The music had stopped. I was alone, truly alone. I walked back to the house and sat down at the piano and wracked my all too human memory. I played for ten hours, until I finally slumped over the keyboard and passed out.
I started to drink whiskey, attempting to channel the music in a drunken fugue state. It did not work; nothing did. Every day my body grew thinner. Food no longer had any taste, not after the experience of having seen that mystic, unearthly, Stygian music with my own eyes, only to have faltered and lost it once and for all. The music did not play outside for many weeks. I was naught without it. I knew that if it returned, if it graced my decaying mind with its echoing laugh, it would be for the final time.
In a rage, I felled my adversarial instrument: the piano connected to the ground with a discordant crash, broken but yet still living. I took to it then with a hammer.
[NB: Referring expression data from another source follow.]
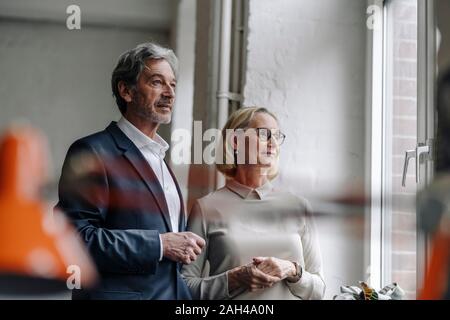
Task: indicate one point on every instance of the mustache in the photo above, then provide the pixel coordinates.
(164, 102)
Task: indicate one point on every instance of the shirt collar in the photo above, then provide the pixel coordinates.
(158, 145)
(245, 191)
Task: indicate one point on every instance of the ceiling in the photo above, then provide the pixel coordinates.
(148, 14)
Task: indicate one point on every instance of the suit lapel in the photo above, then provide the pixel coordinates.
(135, 157)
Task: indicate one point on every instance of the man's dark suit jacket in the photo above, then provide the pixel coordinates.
(114, 199)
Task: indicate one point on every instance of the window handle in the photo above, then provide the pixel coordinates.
(408, 156)
(420, 150)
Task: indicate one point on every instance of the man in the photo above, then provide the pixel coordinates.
(120, 194)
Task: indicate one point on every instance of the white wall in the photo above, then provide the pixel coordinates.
(306, 62)
(185, 49)
(59, 80)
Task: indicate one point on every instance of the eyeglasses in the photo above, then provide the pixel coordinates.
(265, 134)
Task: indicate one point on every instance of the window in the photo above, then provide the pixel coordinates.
(399, 136)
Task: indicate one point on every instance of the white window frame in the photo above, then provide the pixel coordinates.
(376, 133)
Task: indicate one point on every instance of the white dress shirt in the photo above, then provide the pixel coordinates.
(154, 151)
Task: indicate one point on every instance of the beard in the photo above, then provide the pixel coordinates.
(153, 112)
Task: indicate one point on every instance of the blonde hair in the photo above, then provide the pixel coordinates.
(240, 119)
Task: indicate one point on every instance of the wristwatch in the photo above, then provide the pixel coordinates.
(298, 273)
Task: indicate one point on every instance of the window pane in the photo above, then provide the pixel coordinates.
(400, 136)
I did not stop until the damage was irreparable. I destroyed all of my notation, and my recordings. By this point, even water tasted foul to my sensibilities; I would not imbibe a drop. So I waited in darkness, day and night, for that final, wracking hymn.
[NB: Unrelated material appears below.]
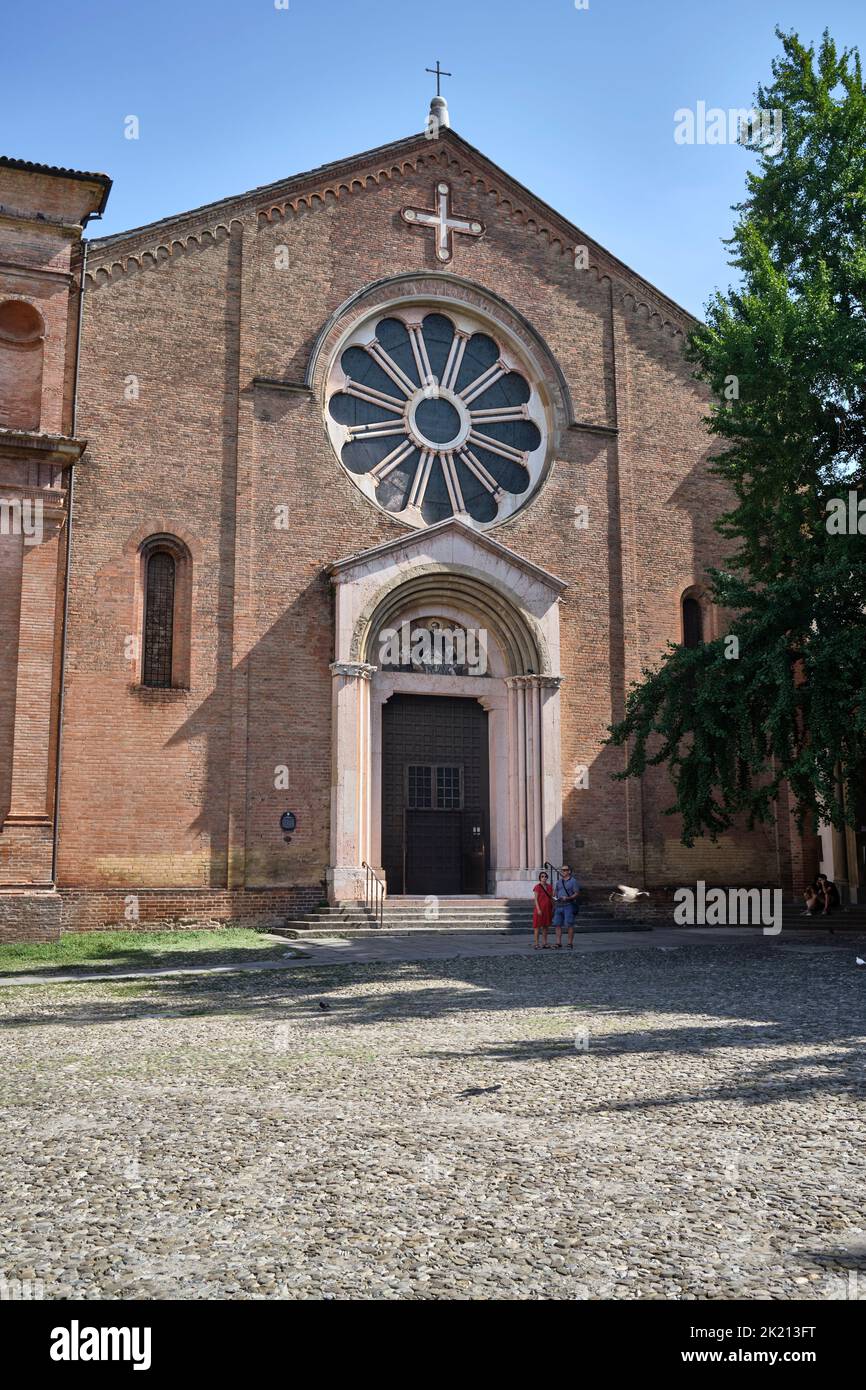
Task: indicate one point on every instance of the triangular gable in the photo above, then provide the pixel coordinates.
(420, 541)
(348, 175)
Tonight, I was woken by the smallest of sounds, far beyond my window and over the horizon. Despite its distance, I could feel how loud it was. It continued to get closer, the spread of the sound multiplying and diffusing into the air. It is nearly right outside my window now. I feel that I now realise what it has been trying to tell me this entire time.
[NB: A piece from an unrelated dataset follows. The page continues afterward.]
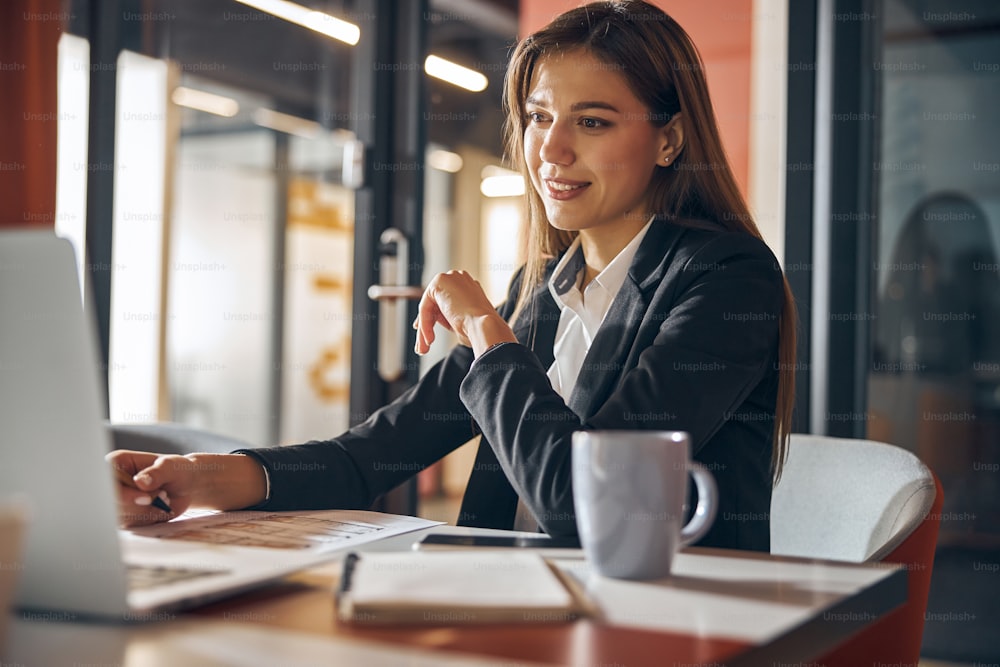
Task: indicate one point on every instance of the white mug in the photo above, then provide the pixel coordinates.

It seems to laugh at me yet, that scraping, mirthless rattle. I feel it shake the windows. There is not long left. I take my pen and pad and stumble through the corridors and throw my door open and allow myself to exit the house and be embraced by the cold air outside. But the air is not cold; in fact, there is no air. There is no view. Only blackness, a stretching everfurther abyss. Then the shapes emerge, those ghastly notes: they crawl through space, time dimension; they are all that there is left; I am the last of my kind, and I am the one who wrought this. It should have never been heard. But as I start to write it down, I know that all of this, the sacrifice that I have made on behalf of humanity, has been worth it. Nothing has ever existed that held such horrible beauty. There is nothing but the notation. And as I finish writing it, as the pen scrapes across the paper for the last time, I know my purpose has been fulfilled. I was the gatekeeper, and I opened the door. All that is left now is the unending coda: the music that will scream alone for eternity.